Steigende Studierendenzahlen durch die doppelten Abiturjahrgänge als Folge der Umstellung auf G 8 erklären diesen Erfolg Burchardt zufolge nicht. "In den Bundesländern mit doppelten Jahrgängen haben die Universitäten stark aufgerüstet und zusätzliche Studienplätze geschaffen." Doch welche Vorteile bietet ein Studium im Osten eigentlich? Burchardt findet, dass die Unis vor allem mit Qualität punkten könnten.

Hartmut Möllring, Minister für Wissenschaft und Wirtschaft des Landes Sachsen-Anhalt, betont: "Die Unis in den neuen Bundesländern sind sowohl fachlich als auch ausstattungstechnisch hervorragend aufgestellt." Das überzeuge die Studienanfänger. Professor Thomas Hofsäss ist Prorektor für Bildung und Internationales an der Universität Leipzig. Er hebt besonders die Strukturreform hervor, der sich die Unis vor 25 Jahren unterzogen haben. "Ziel war es, studierbare Studiengänge zu schaffen. Das ist geglückt."

In Jena setzt man vor allem auf Mundpropaganda, um Erstsemester aus Ost und West anzulocken. "Die Studenten sollen ruhig erzählen, wenn es ihnen hier gefällt. Und das tun sie", berichtet Pressesprecher Burchardt. Hinzu kämen gute Ranking-Ergebnisse für viele Studienfächer, recht große Unternehmen in der Umgebung und gute Perspektiven für eine wissenschaftliche Karriere.

Mit Kampagnen wie "Studieren in Fernost" rühren die neuen Bundesländer und das Bildungsministerium die Werbetrommel für die Ost-Unis. "Campus-Spezialisten" beraten Interessenten und unterstützen die Erstsemester beim Studieneinstieg. Eine von ihnen ist Maike Schneider. Die 25-jährige Masterstudentin kam aus Niedersachsen an die Universität Greifswald in Mecklenburg-Vorpommern. Für sie war es kein Problem, vom Westen in den Osten zu gehen. "Das ist wie beim Horoskop. Wenn man will, bestätigen sich natürlich die klassischen Vorurteile." Für die Studentin spielt das Ost-West-Denken kaum noch eine Rolle.
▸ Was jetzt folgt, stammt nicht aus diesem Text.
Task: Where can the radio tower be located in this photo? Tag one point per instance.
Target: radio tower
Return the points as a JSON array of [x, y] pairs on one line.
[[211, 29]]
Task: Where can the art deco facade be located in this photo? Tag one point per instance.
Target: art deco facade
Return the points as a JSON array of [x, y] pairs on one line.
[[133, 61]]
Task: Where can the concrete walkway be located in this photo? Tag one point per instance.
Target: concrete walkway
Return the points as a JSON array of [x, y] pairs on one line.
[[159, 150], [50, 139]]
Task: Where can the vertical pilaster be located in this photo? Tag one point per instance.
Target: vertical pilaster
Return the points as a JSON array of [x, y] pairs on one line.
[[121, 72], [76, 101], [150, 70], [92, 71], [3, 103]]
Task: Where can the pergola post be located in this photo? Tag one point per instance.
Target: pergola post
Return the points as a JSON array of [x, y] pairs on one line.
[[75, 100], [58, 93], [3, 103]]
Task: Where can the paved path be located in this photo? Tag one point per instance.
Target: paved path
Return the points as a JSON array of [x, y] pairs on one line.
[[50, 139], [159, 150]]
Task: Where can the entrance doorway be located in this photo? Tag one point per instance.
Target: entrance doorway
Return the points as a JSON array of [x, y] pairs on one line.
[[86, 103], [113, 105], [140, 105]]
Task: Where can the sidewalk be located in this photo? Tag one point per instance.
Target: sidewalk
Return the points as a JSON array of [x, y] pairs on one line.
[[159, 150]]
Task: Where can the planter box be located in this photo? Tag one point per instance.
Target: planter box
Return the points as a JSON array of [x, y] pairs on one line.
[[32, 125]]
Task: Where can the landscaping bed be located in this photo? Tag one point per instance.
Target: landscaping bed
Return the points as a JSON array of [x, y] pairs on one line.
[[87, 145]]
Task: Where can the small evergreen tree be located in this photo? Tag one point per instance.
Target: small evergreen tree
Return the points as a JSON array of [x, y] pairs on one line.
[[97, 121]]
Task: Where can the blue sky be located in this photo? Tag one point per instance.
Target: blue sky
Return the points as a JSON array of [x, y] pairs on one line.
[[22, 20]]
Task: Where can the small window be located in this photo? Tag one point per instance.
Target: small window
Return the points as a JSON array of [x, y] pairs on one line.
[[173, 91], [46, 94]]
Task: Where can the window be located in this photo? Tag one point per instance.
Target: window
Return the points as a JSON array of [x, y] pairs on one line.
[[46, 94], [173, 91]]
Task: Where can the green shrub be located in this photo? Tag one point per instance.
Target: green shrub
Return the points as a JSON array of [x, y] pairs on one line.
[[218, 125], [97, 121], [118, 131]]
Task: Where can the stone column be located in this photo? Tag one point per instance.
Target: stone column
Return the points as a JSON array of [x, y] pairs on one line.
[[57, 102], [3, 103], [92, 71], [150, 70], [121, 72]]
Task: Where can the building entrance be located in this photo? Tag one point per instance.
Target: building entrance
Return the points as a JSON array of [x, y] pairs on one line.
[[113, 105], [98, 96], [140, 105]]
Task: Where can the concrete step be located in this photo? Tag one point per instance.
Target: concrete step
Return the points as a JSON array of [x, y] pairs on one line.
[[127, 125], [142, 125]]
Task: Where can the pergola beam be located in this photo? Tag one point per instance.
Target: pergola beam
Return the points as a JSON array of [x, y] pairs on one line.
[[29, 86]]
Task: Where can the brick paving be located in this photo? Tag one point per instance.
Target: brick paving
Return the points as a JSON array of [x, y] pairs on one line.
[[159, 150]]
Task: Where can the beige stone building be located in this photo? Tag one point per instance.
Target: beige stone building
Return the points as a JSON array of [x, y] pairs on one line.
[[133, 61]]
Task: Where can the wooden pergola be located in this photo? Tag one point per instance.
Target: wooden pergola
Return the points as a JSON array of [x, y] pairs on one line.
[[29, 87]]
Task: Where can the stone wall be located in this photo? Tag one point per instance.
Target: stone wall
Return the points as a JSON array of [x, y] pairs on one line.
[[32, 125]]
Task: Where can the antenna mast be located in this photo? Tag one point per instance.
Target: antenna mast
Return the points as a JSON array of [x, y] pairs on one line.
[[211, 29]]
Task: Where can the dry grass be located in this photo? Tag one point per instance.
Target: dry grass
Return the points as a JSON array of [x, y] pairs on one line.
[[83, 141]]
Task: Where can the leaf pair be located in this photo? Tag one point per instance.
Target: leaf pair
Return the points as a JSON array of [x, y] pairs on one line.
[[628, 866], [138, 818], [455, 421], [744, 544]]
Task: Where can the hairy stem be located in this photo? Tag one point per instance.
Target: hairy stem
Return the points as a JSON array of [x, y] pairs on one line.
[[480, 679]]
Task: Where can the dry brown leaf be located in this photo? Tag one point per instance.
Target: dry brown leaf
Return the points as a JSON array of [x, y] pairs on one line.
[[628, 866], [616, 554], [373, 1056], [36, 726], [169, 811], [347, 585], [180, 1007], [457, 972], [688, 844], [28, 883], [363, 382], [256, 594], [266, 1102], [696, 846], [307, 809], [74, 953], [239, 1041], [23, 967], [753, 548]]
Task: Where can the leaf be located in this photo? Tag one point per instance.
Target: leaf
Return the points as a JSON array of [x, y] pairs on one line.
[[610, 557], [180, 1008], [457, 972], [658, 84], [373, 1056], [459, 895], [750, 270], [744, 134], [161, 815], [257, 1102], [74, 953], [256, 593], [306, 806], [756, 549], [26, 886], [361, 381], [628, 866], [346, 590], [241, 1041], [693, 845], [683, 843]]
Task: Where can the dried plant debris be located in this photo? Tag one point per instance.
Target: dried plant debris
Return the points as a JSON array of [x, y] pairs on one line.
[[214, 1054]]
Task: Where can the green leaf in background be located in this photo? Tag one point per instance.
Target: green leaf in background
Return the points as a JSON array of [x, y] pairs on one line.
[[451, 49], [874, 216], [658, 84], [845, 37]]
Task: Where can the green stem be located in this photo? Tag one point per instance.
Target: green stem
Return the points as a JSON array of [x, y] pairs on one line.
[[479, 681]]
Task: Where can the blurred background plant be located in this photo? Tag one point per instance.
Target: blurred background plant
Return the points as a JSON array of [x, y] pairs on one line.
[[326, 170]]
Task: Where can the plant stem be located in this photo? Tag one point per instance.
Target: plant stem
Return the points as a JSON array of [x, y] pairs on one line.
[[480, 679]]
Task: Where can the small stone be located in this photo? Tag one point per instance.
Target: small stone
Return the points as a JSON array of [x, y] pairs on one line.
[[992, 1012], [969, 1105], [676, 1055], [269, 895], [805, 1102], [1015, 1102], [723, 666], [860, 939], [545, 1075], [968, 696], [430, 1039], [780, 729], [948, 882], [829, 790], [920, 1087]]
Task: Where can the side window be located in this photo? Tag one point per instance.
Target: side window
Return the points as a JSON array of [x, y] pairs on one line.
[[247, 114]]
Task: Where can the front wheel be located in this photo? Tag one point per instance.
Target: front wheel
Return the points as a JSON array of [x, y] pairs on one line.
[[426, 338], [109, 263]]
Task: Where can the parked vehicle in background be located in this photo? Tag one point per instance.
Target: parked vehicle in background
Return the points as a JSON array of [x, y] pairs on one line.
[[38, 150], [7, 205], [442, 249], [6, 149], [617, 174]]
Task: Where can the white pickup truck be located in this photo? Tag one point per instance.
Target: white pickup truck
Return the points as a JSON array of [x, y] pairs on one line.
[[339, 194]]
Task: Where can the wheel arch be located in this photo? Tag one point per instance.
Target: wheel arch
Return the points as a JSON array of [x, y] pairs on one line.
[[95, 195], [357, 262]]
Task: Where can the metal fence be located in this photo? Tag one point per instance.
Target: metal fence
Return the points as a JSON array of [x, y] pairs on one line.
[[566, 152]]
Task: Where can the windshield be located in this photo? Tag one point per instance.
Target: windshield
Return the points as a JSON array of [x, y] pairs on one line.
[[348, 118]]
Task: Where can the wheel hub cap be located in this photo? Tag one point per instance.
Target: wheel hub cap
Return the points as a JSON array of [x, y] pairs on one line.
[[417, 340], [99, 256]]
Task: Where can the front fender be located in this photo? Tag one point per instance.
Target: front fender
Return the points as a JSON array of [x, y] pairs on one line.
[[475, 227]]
Juliane Noßack aus Jena findet ebenfalls, dass die altgedienten Stereotype höchstens noch im Elternhaus weiterleben. Im Freundeskreis spiele das keine Rolle. Minister Möllring erklärt: "Die heutigen Studenten haben die Wiedervereinigung allenfalls in den Windeln erlebt. Sie sind in einem vereinten Deutschland aufgewachsen."

In einem Punkt überzeugt der Osten besonders: Studenten in Ostdeutschland profitieren von geringeren Mieten und niedrigeren Lebenshaltungskosten. In Magdeburg gibt es Wohnungen für rund fünf Euro pro Quadratmeter.